Metadata-Version: 2.4
Name: statskeptic
Version: 0.1.0
Summary: An autonomous data-analysis agent that red-teams its own conclusions and reports what it cannot prove.
Project-URL: Homepage, https://github.com/Burton-David/statskeptic
Project-URL: Repository, https://github.com/Burton-David/statskeptic
Project-URL: Issues, https://github.com/Burton-David/statskeptic/issues
Author-email: David Burton <42814680+Burton-David@users.noreply.github.com>
License-Expression: MIT
License-File: LICENSE
Keywords: agents,ai-safety,data-analysis,llm,reproducibility,statistics
Classifier: Development Status :: 3 - Alpha
Classifier: Intended Audience :: Developers
Classifier: Intended Audience :: Science/Research
Classifier: License :: OSI Approved :: MIT License
Classifier: Programming Language :: Python :: 3.10
Classifier: Programming Language :: Python :: 3.11
Classifier: Programming Language :: Python :: 3.12
Classifier: Programming Language :: Python :: 3.13
Classifier: Topic :: Scientific/Engineering :: Information Analysis
Classifier: Topic :: Scientific/Engineering :: Mathematics
Requires-Python: >=3.10
Requires-Dist: clevercsv>=0.8
Requires-Dist: numpy>=1.24
Requires-Dist: pandas>=2.0
Requires-Dist: pydantic>=2.6
Requires-Dist: scipy>=1.11
Requires-Dist: statsmodels>=0.14
Provides-Extra: dev
Requires-Dist: black==25.9.0; extra == 'dev'
Requires-Dist: hypothesis>=6.100; extra == 'dev'
Requires-Dist: mypy>=1.8; extra == 'dev'
Requires-Dist: pandas-stubs; extra == 'dev'
Requires-Dist: pmlb>=1.0; extra == 'dev'
Requires-Dist: pytest-cov>=4.1; extra == 'dev'
Requires-Dist: pytest>=7.4; extra == 'dev'
Requires-Dist: ruff>=0.4; extra == 'dev'
Provides-Extra: llm
Requires-Dist: anthropic>=0.39; extra == 'llm'
Description-Content-Type: text/markdown

# statskeptic

**A data-analysis agent that red-teams its own conclusions.**

Give it a dataset and a question. statskeptic profiles the data, picks a vetted
statistical method, runs it, and then turns on the result: it attacks its own analysis
against a methodological rubric (assumption violations, multiple comparisons,
confounding, underpowered samples, data leakage, outlier sensitivity), revises what it
can, and reports what the data shows **and what it cannot conclude**.
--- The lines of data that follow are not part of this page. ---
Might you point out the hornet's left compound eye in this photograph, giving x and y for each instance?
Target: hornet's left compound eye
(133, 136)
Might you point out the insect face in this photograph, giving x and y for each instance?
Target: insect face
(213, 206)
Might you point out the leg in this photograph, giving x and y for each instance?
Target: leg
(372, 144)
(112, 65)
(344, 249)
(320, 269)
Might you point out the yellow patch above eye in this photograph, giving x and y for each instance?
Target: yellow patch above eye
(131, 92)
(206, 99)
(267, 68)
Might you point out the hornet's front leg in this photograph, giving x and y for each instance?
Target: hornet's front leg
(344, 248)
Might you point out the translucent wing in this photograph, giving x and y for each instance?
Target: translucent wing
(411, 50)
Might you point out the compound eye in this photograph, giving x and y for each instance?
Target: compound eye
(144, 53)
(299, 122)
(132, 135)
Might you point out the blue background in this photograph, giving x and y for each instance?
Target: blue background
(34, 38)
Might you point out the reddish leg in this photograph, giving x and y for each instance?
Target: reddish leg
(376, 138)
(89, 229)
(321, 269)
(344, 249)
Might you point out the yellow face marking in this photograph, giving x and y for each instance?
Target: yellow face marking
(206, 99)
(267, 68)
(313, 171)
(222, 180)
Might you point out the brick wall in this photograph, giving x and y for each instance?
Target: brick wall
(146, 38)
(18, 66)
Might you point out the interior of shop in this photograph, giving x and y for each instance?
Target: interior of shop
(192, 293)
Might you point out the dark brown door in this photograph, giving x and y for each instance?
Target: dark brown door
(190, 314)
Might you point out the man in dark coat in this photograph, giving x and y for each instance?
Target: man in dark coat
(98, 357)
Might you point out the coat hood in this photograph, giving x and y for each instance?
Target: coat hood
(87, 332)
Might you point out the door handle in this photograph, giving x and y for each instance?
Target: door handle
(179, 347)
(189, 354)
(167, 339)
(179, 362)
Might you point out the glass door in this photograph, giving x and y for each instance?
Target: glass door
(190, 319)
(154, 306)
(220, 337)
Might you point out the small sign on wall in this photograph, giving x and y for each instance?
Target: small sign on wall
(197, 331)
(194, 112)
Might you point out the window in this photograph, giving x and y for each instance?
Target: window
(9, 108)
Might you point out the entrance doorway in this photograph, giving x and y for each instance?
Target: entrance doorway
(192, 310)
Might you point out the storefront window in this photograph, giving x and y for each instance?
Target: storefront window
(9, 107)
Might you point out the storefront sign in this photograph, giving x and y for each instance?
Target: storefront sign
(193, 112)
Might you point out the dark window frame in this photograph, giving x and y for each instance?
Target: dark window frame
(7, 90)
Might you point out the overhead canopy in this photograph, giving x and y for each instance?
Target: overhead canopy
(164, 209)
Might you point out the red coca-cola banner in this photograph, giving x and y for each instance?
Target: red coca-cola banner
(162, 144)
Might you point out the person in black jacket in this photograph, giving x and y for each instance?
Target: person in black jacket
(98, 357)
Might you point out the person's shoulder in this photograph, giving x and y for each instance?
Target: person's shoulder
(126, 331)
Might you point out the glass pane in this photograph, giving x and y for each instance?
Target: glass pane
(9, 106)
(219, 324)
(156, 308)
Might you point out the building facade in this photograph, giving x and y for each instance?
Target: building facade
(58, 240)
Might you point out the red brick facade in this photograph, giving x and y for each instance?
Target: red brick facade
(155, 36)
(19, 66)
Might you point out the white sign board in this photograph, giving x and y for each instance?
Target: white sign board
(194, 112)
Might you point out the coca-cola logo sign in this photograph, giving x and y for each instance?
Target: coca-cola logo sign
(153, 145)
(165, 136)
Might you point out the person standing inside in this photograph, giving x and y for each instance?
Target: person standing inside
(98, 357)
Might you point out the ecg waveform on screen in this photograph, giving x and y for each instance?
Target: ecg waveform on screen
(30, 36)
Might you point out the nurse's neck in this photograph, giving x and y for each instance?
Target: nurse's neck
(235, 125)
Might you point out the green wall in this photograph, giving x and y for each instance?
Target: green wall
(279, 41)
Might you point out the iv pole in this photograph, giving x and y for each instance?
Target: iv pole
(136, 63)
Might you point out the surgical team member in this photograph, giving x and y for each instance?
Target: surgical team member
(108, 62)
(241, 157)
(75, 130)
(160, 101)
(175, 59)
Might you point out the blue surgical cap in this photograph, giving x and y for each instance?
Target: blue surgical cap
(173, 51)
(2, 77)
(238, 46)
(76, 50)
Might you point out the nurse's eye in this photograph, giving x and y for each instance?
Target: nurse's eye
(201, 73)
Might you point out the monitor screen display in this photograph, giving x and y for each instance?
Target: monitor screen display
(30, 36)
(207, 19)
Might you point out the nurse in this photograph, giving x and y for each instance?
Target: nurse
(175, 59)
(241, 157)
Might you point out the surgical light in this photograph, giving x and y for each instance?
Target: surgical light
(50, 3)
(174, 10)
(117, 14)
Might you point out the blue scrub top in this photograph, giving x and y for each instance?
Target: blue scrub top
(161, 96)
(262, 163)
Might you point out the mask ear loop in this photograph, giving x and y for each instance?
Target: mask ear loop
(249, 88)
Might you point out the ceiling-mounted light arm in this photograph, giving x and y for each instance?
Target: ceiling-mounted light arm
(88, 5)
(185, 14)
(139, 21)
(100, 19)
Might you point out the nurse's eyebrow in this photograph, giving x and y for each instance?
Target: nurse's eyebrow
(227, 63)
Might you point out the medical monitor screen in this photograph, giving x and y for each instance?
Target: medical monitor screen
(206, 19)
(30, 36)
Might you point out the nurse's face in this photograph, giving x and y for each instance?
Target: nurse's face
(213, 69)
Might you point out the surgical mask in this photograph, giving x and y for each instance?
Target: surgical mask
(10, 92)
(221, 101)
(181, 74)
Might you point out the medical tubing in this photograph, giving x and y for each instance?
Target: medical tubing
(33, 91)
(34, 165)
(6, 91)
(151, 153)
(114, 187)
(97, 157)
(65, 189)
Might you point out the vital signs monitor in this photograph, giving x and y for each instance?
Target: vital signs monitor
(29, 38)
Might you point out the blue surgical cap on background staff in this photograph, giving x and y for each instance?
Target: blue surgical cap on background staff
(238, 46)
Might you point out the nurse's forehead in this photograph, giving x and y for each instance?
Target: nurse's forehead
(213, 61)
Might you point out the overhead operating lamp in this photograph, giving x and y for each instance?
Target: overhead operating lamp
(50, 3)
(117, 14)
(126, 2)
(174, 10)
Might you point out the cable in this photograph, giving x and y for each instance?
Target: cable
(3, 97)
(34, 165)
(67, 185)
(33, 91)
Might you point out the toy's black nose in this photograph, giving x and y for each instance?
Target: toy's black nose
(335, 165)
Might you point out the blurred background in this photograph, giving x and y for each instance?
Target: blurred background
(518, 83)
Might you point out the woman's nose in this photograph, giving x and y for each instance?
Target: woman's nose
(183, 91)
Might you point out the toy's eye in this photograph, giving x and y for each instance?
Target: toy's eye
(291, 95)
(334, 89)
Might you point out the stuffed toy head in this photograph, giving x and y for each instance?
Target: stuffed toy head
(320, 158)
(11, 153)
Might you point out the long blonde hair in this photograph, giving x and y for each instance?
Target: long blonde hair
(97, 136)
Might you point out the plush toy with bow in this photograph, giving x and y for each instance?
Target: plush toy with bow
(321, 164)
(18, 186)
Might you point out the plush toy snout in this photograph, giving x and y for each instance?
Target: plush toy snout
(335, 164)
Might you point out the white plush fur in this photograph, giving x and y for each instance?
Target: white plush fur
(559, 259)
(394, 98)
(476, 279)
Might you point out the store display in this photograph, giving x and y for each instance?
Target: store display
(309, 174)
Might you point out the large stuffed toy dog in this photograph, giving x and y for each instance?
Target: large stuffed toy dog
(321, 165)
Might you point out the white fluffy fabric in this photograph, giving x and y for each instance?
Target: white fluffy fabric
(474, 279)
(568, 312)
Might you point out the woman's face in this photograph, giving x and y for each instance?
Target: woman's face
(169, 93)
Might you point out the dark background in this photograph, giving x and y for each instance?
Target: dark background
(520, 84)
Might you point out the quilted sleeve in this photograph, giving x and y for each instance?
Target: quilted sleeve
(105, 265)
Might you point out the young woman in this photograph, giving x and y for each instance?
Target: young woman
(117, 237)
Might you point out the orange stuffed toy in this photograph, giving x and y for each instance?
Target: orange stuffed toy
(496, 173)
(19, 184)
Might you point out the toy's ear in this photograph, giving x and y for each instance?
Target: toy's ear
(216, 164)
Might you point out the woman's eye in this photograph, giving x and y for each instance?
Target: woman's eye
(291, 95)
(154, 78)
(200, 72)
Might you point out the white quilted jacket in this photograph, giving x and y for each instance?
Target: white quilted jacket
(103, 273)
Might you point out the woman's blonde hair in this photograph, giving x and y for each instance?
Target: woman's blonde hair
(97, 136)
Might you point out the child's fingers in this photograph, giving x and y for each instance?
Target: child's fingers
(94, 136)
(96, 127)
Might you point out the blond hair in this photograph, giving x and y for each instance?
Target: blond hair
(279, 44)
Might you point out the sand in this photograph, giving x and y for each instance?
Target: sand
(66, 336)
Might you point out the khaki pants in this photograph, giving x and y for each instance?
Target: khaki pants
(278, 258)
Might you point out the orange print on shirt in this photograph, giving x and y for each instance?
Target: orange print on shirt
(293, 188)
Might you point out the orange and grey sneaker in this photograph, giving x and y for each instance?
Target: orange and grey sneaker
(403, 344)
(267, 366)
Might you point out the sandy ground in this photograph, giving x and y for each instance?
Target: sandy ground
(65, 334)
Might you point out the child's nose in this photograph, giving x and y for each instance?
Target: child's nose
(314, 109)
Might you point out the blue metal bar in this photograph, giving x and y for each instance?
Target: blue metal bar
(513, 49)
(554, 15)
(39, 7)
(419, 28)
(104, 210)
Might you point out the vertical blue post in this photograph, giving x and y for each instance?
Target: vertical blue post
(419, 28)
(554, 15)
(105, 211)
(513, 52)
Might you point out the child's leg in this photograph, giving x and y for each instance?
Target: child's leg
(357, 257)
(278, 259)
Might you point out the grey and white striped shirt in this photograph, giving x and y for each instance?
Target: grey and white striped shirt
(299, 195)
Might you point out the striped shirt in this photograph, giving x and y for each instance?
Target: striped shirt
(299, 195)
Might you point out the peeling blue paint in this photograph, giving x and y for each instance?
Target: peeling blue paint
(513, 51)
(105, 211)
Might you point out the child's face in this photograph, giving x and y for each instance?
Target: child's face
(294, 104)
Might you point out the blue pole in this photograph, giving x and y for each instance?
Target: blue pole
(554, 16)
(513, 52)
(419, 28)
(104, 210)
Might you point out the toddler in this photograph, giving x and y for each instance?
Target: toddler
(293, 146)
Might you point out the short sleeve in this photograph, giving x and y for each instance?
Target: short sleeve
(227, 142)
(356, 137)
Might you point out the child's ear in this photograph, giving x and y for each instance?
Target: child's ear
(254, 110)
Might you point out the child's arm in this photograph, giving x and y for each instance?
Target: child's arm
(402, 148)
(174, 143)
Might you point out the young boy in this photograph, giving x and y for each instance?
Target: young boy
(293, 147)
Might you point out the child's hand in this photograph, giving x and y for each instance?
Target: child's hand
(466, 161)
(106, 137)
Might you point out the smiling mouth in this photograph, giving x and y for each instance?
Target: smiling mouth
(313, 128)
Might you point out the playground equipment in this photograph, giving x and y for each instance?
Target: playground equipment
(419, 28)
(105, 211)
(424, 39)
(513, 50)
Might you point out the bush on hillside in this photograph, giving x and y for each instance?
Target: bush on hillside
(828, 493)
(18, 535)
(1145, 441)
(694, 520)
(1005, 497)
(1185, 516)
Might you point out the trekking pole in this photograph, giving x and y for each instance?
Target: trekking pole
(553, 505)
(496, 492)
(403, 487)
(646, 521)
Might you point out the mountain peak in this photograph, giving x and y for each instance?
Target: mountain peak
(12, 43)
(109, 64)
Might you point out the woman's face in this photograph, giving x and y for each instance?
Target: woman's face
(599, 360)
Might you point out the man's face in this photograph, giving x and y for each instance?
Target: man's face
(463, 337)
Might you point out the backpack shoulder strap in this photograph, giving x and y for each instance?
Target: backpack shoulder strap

Two rules make it different from the fluent-but-wrong tools it competes with:

1. **The model never produces a number.** Every statistic comes from real, tested code
   (scipy / statsmodels) and ships with the exact call that produced it, so any figure
   can be re-run and checked. statskeptic selects methods and interprets them; it does
   not invent them.
2. **"Cannot conclude" is a success state.** Over-claiming is the cardinal sin here.
   When the data does not support a reliable answer, statskeptic says so plainly, and a
   non-zero exit code lets a pipeline act on it.

## A trap a naive tool walks into

`examples/skewed_trial.csv` is a two-arm trial where recovery time is heavily
right-skewed and there is no real difference between the arms. Point a tool that reaches
straight for a t-test at it and you get a confident false positive: `p = 0.014`,
"significant," ship it.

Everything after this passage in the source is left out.